21.  The essential rationale in Scorgie was that the extent of use of the premises conferred by the tenancy agreement is primarily governed by prescribed term 53, which is expressly said to be subject to any agreement in writing between the parties. The special pet clause in the present tenancy agreement is such an agreement in writing. On this assumption, the special pet clause cannot be inconsistent with prescribed term 53 and so cannot offend sections 8-9 and thereby require endorsement under section 10.

22.   Prescribed term 52 only protects the tenants against interferences with their such use of the premises as they have by reason of prescribed term 53. Prescribed term 52 is not a separate source of rights concerning the scope of use of the premises by the tenants.

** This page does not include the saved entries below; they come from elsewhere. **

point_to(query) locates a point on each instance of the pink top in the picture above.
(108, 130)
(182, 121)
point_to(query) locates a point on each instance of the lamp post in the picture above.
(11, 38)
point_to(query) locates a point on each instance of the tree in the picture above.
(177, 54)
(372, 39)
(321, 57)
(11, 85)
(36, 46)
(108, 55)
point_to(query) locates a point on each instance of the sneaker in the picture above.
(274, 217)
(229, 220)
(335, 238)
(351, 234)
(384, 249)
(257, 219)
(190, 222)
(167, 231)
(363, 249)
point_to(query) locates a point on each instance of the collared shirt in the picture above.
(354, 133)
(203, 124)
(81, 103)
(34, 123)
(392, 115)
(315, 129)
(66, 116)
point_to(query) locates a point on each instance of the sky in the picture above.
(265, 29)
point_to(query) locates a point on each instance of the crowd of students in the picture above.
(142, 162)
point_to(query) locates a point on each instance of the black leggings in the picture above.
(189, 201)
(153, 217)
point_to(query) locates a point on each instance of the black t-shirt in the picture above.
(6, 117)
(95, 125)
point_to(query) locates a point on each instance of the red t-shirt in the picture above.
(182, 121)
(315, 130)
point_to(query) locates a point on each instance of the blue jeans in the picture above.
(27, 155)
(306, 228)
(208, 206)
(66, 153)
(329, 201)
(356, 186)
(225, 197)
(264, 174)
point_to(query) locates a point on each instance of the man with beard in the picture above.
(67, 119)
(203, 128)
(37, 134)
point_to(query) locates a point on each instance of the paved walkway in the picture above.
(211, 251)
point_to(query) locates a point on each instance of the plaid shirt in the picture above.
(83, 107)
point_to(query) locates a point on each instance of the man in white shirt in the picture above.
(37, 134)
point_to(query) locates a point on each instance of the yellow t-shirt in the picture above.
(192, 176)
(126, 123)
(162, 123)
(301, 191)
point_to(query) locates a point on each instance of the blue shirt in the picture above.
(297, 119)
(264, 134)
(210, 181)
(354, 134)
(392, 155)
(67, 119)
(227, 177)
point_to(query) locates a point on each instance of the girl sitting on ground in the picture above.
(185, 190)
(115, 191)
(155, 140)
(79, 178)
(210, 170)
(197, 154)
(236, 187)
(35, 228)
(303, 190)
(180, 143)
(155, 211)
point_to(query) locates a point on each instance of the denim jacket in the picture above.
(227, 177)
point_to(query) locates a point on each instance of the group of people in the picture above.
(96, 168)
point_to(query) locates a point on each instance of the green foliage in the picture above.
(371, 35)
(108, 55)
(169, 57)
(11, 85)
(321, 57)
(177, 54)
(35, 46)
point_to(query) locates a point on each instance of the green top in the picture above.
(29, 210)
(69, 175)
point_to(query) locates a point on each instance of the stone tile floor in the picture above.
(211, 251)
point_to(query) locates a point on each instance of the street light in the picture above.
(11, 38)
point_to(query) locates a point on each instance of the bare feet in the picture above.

23.  The presently constituted Tribunal cannot see why, as a matter of simple statutory construction, the special pet clause does not have force and effect according to its own terms under prescribed term 53 without the need for endorsement. Nevertheless it is the case that differently constituted Tribunals have differed in their view on this issue, and it is the present practice of the Tribunal to endorse all pet clauses. In fact the Tribunal receives and endorses dozens of such clause each week at considerable cost to the Tribunal’s administration, and no doubt at considerable cost to the time of real estate agents and the well being of trees.

24.  In Scorgie the presently constituted Tribunal touched upon the rationale for allowing landlords to prohibit pets without the need for endorsements. It was pointed out that pets can, and in fact often do, cause considerable damage both inside houses and in the yards. This damage can go well beyond any bond lodged by the tenant and thus leave the landlord exposed to the vicissitudes of debt recovery against recalcitrants tenants in these circumstances.

25.  In the experience of the presently constituted Tribunal of some 13 years of hearing these disputes in NSW and the ACT, it is simply not the case that all pet owners are responsible in the manner in which they control their pet’s propensity to cause damage. It is however unfortunately common that vacating tenants take umbrage at the suggestion by the landlord that the smells in the carpets and curtains, the stains and fleas in the carpets, the scratches on the woodwork and gauzes, the chewed irrigation tubes, the holes in the lawns and the faeces and often adorns the yard should be attended to by the tenant at their own cost, which can be quite large and sometimes beyond the economic capacity of the tenant to pay.

26.  It is entirely understandable to the present Tribunal why a landlord would choose not to expose themselves to this scenario, more often than not with an unsatisfactory outcome.

27.  The problem in the present case however arises from the fact of an inconsistent position adopted within the Tribunal. Hitherto the resolution of this inconsistency lay with the Supreme Court but the cost of any party appealing to the Supreme Court on the point was prohibitive and so the inconsistency issue remained unresolved. Under the ACAT structure that took effect on 2 February 2009 there is now an internal appellate structure in which this matter can hopefully be resolved.

28.  But for the existence of the new internal and hopefully accessible appellate structure in the ACAT the present Tribunal would probably have applied the comity principle and adopted the prevailing norm of the Tribunal of requiring all pet clauses to be endorsed. But given the existence of the internal and accessible appellate structure within ACAT the present Tribunal proposes to adopt its own view of the matter as per Scorgie and leave the parties to exercise whatever appellate rights they so choose.

29.  Accordingly the Tribunal is of the view that the special pet clause is valid without the need for endorsement and the tenants are limited to one cat under that clause.

30.  The Tribunal notes the assertion by the tenants they were offered a deal by the landlord’s agent that they could keep two cats if they entered a further two year fixed term lease. The landlords agent denied this. The Tribunal has not seen any evidence that the tenants have in fact acted any such offer and entered a further two year lease, and given the consistent opposition by the landlord to the presence of the two cats, it seems unlikely that any such offer was made.